Die Carnegie Reports von Boyer (1990) und Glassik et al. (1996) haben das besonders im deutschen Sprachraum vertretene Konzept der Einheit von universitärer Forschung und Lehre differenziert und gemeinsame Merkmale der Exzellenz in den verschiedenen Feldern akademischer Tätigkeit „Forschung“, „Integration“, „Anwendung“ und „Lehre“ beschrieben. Diese Differenzierung stützt sich einerseits auf die Erweiterung akademischer Handlungsfelder, die nun nicht mehr auf „Lehre und Forschung“ beschränkt sind, und andererseits auf die Beschreibung übergeordneter, gemeinsamer Merkmale von „Scholarship“ in diesen Bereichen.

Prämisse: Im vorliegenden Kommentar wird versucht, eine weitere Differenzierung durch Beschreibung wesentlicher Unterschiede zwischen den beiden Bereichen Forschung und Lehre vorzu-nehmen. Wichtige Unterschiede dürften in folgenden Bereichen liegen:

  • Verhältnis des Akteurs zu seinem Tätigkeitsbereich (Forschung erzeugt und objektiviert Ergebnisse, Lehre führt über den „Umweg“ der Lernenden zu nur teilweise objektivierten Resultaten.)
  • Art und „Prestige“ der Aufgabenstellung (Forschungsfragen tendieren zur Spezialisierung und können i.d.R. in der einen oder anderen Weise abgeschlossen werden; Lehre erfordert – insbesondere in der Grundausbildung – tendenziell einen weniger prestigeträchtigen, generalistischen Ansatz; Forschung kann immer wieder neue Fragen stellen, Lehre muß sich immer wieder (auch) mit alten, bereits gelösten Fragen beschäftigen, die nur für Novizen Neuigkeitswert haben.)
  • Bewertbarkeit und Bewertung der Ergebnisse (Anders als in der Forschung ist dieses Problem im Bereich der Lehre weitestgehend ungelöst; Lehre soll Lernprozesse zur Folge haben, die zwar an bestimmten Punkten bilanziert - grundsätzlich aber nicht abgeschlossen werden können.)
  • Kompetitivität (Forschung strebt nach Spitzenleistungen; Lehre muß zunächst ein Mindestmaß an Qualität der Absolventen sicherstellen.)
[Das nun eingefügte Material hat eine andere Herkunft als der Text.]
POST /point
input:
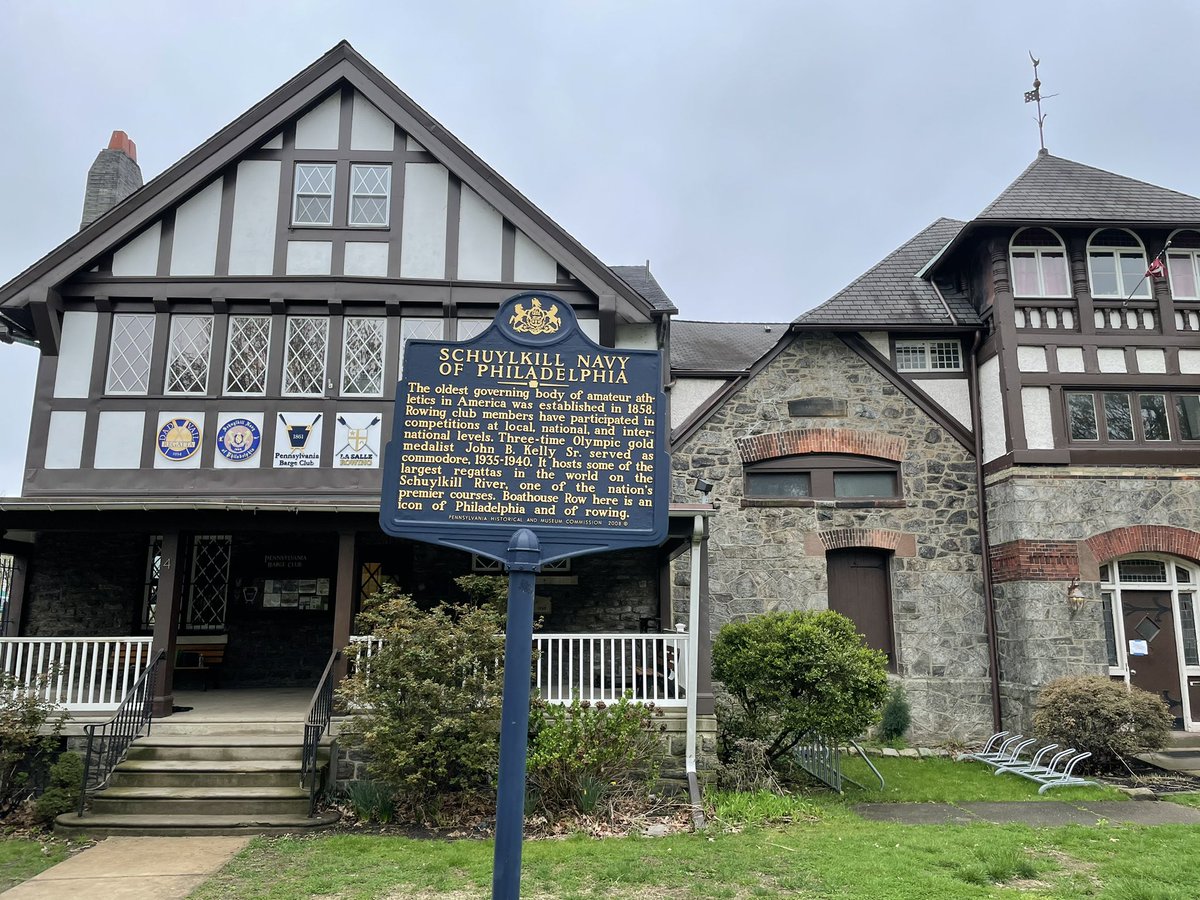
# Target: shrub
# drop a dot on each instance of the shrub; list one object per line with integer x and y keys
{"x": 897, "y": 715}
{"x": 792, "y": 673}
{"x": 63, "y": 795}
{"x": 429, "y": 700}
{"x": 1103, "y": 717}
{"x": 23, "y": 747}
{"x": 581, "y": 753}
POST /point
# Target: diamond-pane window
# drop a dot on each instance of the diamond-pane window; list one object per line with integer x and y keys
{"x": 250, "y": 342}
{"x": 209, "y": 586}
{"x": 304, "y": 361}
{"x": 420, "y": 330}
{"x": 313, "y": 202}
{"x": 370, "y": 191}
{"x": 363, "y": 355}
{"x": 129, "y": 354}
{"x": 187, "y": 359}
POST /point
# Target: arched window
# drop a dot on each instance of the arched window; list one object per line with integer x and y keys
{"x": 1116, "y": 264}
{"x": 1183, "y": 264}
{"x": 1038, "y": 259}
{"x": 840, "y": 477}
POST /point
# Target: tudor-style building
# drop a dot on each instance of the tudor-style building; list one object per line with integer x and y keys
{"x": 219, "y": 358}
{"x": 1023, "y": 351}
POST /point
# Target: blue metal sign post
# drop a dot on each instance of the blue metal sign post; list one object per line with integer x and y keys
{"x": 526, "y": 444}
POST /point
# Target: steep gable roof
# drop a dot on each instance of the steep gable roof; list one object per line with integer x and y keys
{"x": 891, "y": 293}
{"x": 259, "y": 124}
{"x": 702, "y": 347}
{"x": 1056, "y": 190}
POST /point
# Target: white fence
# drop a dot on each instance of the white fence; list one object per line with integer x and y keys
{"x": 77, "y": 673}
{"x": 595, "y": 667}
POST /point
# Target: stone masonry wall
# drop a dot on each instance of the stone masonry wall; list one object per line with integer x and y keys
{"x": 1067, "y": 514}
{"x": 766, "y": 558}
{"x": 84, "y": 585}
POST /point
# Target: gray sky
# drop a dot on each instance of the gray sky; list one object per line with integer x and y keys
{"x": 761, "y": 155}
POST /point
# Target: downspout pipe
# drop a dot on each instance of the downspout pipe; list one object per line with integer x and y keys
{"x": 984, "y": 543}
{"x": 697, "y": 804}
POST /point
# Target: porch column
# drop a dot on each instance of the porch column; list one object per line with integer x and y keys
{"x": 166, "y": 618}
{"x": 343, "y": 600}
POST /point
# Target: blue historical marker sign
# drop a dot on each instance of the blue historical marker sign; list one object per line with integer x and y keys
{"x": 529, "y": 425}
{"x": 527, "y": 444}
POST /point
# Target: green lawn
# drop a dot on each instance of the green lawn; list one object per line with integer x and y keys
{"x": 22, "y": 859}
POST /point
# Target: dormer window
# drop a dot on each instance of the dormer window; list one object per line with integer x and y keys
{"x": 1116, "y": 264}
{"x": 1039, "y": 264}
{"x": 1183, "y": 265}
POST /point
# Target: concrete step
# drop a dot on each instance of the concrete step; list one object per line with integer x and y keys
{"x": 207, "y": 773}
{"x": 185, "y": 826}
{"x": 247, "y": 802}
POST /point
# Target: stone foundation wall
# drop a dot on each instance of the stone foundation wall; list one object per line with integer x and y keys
{"x": 773, "y": 557}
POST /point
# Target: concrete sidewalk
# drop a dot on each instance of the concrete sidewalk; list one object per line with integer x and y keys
{"x": 132, "y": 869}
{"x": 1045, "y": 814}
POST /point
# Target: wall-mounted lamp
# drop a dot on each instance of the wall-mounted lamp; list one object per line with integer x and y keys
{"x": 1075, "y": 598}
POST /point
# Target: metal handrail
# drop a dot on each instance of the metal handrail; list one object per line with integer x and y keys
{"x": 132, "y": 715}
{"x": 321, "y": 712}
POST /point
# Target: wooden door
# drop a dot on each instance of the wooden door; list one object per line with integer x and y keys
{"x": 858, "y": 589}
{"x": 1149, "y": 617}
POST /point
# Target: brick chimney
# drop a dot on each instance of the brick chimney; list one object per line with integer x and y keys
{"x": 112, "y": 178}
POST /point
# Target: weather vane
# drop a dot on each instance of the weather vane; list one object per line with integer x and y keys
{"x": 1035, "y": 96}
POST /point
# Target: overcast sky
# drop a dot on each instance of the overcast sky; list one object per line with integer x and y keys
{"x": 761, "y": 155}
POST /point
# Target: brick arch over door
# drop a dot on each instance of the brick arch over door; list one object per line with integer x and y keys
{"x": 1145, "y": 539}
{"x": 821, "y": 441}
Hypothesen: Es wird angenommen, dass in der Auseinandersetzung mit den angeführten Differenzen ein Potential zur Beeinflussung des Stellenwerts der Lehre liegt, das die bisher allgemein diskutierten Maßnahmen ergänzt. Die Beachtung der unterschiedlichen Funktionalitäten könnte dazu führen, dass der Eigenwert von Lehre stärker zum Tragen kommt.
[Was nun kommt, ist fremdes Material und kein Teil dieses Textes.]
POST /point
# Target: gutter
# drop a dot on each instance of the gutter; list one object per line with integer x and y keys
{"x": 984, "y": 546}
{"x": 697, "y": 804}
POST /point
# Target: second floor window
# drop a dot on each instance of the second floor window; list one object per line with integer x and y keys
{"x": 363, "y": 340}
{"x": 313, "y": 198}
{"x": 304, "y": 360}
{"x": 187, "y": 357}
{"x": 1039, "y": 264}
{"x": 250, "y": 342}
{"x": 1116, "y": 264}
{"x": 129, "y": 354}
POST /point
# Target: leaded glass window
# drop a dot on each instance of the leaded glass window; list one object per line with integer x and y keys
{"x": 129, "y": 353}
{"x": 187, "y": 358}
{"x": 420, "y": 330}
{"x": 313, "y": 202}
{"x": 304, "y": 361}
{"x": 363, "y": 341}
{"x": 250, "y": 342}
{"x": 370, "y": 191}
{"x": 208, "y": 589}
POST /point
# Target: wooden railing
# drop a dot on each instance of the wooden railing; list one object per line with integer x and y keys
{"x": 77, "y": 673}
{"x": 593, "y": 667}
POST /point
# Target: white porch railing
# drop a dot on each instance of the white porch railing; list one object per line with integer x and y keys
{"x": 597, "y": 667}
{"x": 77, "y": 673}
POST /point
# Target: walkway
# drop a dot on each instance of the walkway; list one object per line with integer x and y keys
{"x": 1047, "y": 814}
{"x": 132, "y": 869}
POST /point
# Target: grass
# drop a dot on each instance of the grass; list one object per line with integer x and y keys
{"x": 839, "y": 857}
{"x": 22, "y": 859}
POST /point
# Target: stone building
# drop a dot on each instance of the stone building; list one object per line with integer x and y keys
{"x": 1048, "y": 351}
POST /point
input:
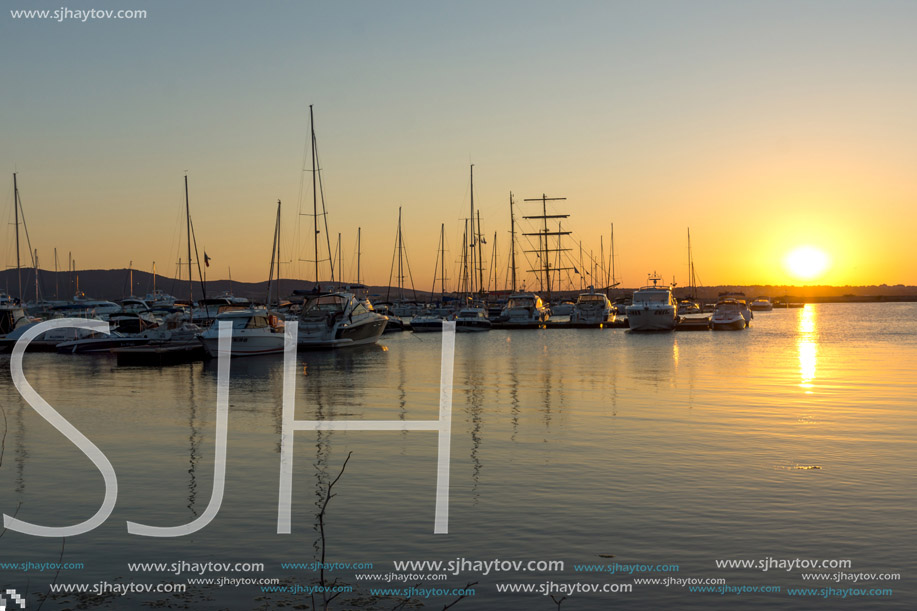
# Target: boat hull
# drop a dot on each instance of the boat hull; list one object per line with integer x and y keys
{"x": 731, "y": 324}
{"x": 246, "y": 345}
{"x": 651, "y": 319}
{"x": 354, "y": 335}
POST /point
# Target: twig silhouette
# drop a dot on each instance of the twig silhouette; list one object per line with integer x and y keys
{"x": 321, "y": 525}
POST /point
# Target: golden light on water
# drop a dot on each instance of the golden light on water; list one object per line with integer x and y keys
{"x": 807, "y": 344}
{"x": 807, "y": 263}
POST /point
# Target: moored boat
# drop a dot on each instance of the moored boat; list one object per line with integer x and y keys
{"x": 592, "y": 309}
{"x": 337, "y": 320}
{"x": 254, "y": 331}
{"x": 728, "y": 316}
{"x": 761, "y": 304}
{"x": 653, "y": 308}
{"x": 524, "y": 310}
{"x": 469, "y": 320}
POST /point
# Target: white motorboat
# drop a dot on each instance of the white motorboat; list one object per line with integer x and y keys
{"x": 761, "y": 304}
{"x": 592, "y": 308}
{"x": 208, "y": 309}
{"x": 469, "y": 320}
{"x": 653, "y": 308}
{"x": 739, "y": 298}
{"x": 431, "y": 321}
{"x": 83, "y": 306}
{"x": 12, "y": 315}
{"x": 158, "y": 298}
{"x": 728, "y": 316}
{"x": 48, "y": 340}
{"x": 336, "y": 320}
{"x": 688, "y": 306}
{"x": 524, "y": 309}
{"x": 254, "y": 331}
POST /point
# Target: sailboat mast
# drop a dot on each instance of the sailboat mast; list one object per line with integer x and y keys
{"x": 465, "y": 286}
{"x": 188, "y": 221}
{"x": 36, "y": 276}
{"x": 547, "y": 263}
{"x": 493, "y": 264}
{"x": 512, "y": 231}
{"x": 614, "y": 281}
{"x": 400, "y": 260}
{"x": 581, "y": 265}
{"x": 602, "y": 259}
{"x": 16, "y": 212}
{"x": 314, "y": 193}
{"x": 278, "y": 252}
{"x": 270, "y": 275}
{"x": 690, "y": 275}
{"x": 442, "y": 260}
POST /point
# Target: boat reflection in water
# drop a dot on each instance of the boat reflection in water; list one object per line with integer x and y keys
{"x": 807, "y": 345}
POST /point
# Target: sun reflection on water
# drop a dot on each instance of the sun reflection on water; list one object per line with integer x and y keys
{"x": 807, "y": 343}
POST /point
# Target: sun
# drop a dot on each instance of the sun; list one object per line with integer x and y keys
{"x": 807, "y": 263}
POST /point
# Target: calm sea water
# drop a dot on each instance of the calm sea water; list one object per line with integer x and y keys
{"x": 792, "y": 440}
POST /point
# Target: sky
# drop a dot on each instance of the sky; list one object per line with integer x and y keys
{"x": 764, "y": 127}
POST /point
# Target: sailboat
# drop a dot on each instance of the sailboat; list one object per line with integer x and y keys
{"x": 690, "y": 305}
{"x": 12, "y": 314}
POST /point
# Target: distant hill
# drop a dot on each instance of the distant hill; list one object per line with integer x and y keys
{"x": 113, "y": 284}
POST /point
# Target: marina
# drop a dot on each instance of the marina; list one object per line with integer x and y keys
{"x": 663, "y": 455}
{"x": 578, "y": 306}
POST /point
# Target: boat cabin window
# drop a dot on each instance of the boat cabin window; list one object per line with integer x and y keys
{"x": 257, "y": 322}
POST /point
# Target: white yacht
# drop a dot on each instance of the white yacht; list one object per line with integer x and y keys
{"x": 431, "y": 320}
{"x": 653, "y": 308}
{"x": 592, "y": 308}
{"x": 761, "y": 304}
{"x": 739, "y": 298}
{"x": 474, "y": 319}
{"x": 728, "y": 316}
{"x": 688, "y": 306}
{"x": 83, "y": 306}
{"x": 524, "y": 309}
{"x": 159, "y": 298}
{"x": 336, "y": 320}
{"x": 208, "y": 309}
{"x": 254, "y": 331}
{"x": 564, "y": 308}
{"x": 12, "y": 315}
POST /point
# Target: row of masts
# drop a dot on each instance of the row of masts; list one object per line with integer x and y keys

Auf der Ebene der handelnden Person kann Lehre dadurch eine Aufwertung als essentieller Bestandteil der professionellen Kompetenzen von Ärzten erfahren. Lehrkompetenz ist grundsätzlich in allen ärztlichen Tätigkeitsbereichen erforderlich und könnte im Sinn eines frühen Kontakts mit einem wichtigen Aspekt der Praxis schon im Grundstudium Status gewinnen.
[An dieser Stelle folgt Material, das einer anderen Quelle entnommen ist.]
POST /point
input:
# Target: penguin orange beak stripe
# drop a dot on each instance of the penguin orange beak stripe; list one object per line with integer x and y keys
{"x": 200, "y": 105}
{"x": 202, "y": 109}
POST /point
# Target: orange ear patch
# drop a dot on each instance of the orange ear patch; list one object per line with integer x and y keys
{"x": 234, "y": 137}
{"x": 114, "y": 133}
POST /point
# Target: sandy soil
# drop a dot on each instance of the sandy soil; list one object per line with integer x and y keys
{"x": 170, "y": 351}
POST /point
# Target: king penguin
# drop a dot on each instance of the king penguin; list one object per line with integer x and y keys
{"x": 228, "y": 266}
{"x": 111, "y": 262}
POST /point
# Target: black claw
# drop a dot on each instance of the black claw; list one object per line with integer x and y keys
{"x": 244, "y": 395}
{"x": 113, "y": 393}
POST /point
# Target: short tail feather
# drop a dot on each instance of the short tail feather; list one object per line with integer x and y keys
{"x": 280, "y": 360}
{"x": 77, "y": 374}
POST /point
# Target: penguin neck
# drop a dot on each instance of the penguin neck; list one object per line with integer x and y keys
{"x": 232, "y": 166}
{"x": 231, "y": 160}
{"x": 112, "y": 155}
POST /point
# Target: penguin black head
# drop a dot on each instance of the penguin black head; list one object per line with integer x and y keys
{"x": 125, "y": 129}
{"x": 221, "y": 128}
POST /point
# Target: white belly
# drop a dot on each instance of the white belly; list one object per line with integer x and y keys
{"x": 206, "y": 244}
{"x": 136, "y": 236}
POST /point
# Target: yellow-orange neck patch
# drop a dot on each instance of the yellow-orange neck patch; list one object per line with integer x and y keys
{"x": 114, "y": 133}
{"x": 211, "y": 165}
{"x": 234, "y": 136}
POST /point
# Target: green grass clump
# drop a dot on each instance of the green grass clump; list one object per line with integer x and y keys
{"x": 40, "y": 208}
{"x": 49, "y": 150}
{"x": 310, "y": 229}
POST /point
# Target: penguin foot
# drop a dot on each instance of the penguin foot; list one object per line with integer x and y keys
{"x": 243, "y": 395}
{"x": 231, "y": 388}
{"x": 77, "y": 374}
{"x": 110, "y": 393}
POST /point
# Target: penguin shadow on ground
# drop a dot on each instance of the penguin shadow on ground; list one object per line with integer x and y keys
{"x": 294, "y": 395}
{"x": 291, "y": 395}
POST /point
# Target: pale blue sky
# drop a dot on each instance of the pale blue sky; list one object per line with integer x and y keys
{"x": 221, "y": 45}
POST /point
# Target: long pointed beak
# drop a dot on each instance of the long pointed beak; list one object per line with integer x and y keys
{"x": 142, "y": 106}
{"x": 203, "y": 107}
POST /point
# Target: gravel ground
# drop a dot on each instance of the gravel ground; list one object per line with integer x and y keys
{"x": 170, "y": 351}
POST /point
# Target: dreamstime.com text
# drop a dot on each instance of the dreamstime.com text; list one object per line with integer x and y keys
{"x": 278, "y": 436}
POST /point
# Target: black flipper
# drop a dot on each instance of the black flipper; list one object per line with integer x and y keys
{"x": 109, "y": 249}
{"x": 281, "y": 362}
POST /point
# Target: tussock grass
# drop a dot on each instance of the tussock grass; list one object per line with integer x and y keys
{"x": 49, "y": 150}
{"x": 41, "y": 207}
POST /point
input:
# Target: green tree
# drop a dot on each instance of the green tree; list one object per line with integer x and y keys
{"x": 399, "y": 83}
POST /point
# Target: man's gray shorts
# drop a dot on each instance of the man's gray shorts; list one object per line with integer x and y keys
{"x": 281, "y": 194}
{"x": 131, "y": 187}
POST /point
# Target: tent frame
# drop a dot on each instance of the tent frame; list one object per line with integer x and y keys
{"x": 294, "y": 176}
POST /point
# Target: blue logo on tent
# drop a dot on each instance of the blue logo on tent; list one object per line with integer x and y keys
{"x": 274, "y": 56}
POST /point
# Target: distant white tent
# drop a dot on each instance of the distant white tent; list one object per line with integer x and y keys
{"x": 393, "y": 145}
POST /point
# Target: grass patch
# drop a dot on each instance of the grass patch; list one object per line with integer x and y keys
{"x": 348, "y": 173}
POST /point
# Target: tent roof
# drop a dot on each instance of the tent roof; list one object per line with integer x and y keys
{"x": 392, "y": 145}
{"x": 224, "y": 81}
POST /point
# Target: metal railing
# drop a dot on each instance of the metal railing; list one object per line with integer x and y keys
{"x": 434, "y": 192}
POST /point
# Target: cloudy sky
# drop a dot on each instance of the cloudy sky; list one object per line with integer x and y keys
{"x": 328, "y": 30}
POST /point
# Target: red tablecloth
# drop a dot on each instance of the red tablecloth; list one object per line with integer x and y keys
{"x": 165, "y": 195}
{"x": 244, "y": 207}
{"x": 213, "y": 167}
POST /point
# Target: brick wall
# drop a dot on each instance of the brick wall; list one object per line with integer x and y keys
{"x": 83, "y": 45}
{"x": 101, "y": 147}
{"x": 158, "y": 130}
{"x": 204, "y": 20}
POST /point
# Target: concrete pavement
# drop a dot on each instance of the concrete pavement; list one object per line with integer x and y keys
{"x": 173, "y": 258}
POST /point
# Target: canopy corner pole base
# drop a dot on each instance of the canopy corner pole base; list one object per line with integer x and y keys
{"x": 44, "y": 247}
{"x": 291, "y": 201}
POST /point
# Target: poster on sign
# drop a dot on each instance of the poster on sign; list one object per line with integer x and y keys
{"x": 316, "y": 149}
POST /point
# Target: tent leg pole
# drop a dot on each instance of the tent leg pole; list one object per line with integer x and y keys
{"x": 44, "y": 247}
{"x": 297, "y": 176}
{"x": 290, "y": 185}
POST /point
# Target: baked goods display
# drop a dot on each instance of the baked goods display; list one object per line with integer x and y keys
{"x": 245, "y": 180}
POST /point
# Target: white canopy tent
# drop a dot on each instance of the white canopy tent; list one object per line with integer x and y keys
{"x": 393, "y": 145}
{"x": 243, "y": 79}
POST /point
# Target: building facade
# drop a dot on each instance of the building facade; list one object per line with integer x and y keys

Auf der institutionellen Ebene ist nach dem Stellenwert von Kompetitivität zu fragen. Lösungsansätze könnten in Analogien zu der in der Wirtschaft diskutierten, in letzter Zeit auch mit der Lehre in Zusammenhang gebrachten „Blue Ocean Strategy“ [1], [2] liegen, die Qualität nicht aus traditioneller Konkurrenz bezieht.


Literatur

1.
Harden R. The Future of Medical Education in Europe. Keynote. Oslo: MEDINE Annual Conference; 2007.
2.
Kim WC, Mauborgne R. Blue Ocean Strategy, How to Create Uncontested Market Space and make the Competition Irrelevant. Boston: Harvard Business School Press; 2005.